Morgan on the Newtontalk list promoted the new Newtontalk group, which can be found here. Says Morgan:
The primary benefit [of the group] being that it can provide another avenue for such contact & discussions that would normally be off-topic here, but that most of us wouldn’t mind as we’re a fairly tightly knit community.
I’m not a LinkedIn user myself (I’m on Facebook and Myspace), but it makes me wish someone would do it on Facebook. Maybe that’ll be another project…
The United Network of Newton Archives – known to Newton users as “UNNA” – was down for a bit this weekend, but it’s back up and running.
During the crisis, Morgan Aldridge spilled this bit of good news:
I’m actually in the process of doing a redesign and migrating to a CMS, but life decided to interrupt that and all my other projects. I’ll let you all know when it’s ready for some testing.
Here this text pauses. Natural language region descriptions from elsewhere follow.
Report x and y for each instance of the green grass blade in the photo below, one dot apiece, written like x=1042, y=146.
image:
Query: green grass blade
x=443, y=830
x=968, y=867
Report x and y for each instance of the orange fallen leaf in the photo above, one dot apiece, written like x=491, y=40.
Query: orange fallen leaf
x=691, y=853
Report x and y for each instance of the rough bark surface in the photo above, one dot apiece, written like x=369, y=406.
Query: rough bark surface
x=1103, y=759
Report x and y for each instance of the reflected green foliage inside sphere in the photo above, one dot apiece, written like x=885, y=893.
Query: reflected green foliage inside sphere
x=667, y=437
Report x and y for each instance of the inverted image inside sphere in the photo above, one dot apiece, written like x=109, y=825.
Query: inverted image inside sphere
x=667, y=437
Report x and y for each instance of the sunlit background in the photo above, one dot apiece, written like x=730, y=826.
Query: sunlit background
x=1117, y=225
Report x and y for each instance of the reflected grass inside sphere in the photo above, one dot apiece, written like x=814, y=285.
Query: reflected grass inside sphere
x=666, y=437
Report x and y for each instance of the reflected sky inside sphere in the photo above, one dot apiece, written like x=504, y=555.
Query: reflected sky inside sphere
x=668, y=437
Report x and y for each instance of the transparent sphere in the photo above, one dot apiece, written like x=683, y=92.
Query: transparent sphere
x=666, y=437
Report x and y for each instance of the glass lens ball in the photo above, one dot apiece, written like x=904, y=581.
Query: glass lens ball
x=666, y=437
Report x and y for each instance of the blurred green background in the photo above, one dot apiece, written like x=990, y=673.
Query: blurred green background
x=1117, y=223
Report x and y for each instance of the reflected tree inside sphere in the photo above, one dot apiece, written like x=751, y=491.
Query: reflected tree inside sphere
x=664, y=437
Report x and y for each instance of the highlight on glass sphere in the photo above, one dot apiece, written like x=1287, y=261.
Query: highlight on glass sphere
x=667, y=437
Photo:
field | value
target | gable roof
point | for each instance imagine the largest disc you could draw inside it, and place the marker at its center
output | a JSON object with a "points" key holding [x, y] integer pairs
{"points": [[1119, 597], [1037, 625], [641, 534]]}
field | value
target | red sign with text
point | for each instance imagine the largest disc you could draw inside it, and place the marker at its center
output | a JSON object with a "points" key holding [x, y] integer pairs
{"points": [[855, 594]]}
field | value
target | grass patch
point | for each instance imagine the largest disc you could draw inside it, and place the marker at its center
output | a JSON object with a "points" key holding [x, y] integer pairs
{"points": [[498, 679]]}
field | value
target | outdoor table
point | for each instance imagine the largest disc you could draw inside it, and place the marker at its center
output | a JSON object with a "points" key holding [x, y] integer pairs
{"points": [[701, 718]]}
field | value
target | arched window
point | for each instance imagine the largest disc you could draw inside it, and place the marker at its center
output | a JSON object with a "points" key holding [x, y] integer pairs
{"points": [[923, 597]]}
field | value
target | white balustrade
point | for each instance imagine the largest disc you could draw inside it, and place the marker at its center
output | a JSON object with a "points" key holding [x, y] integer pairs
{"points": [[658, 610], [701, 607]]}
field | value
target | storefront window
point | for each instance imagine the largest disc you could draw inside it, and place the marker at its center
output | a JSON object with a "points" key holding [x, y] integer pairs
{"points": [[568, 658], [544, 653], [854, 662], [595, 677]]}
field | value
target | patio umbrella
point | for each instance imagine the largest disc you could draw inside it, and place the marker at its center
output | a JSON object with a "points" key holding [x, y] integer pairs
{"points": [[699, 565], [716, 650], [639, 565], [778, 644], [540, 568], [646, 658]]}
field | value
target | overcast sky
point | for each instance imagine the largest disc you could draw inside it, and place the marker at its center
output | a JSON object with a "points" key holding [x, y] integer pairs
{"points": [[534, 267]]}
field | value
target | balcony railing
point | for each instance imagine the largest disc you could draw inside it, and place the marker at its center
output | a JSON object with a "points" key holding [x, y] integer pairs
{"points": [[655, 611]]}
Hurray! First Newtontalk’s site, and now the source for Newton software, too.
This week marks the tenth anniversary of the Apple iMac.
I’m lucky enough to own one of the Bondi Blue beauties; it’s mostly my finance and gaming (WarCraft II) machine. I like to mess around with Photoshop on it, and I also got a copy of Adobe’s proto-web WYSIWYG editor PageMill to play with.
I’ve got mine running OS 9, but they originally shipped with OS 8, I think. It’s my truly “classic” machine, and also my Newton MessagePad hub. It still runs like a dream, humming along at 233 MHz with 160k of RAM.
So thanks, Steve Jobs, and thanks, Jon Ive, for bringing such a wonderful machine into being.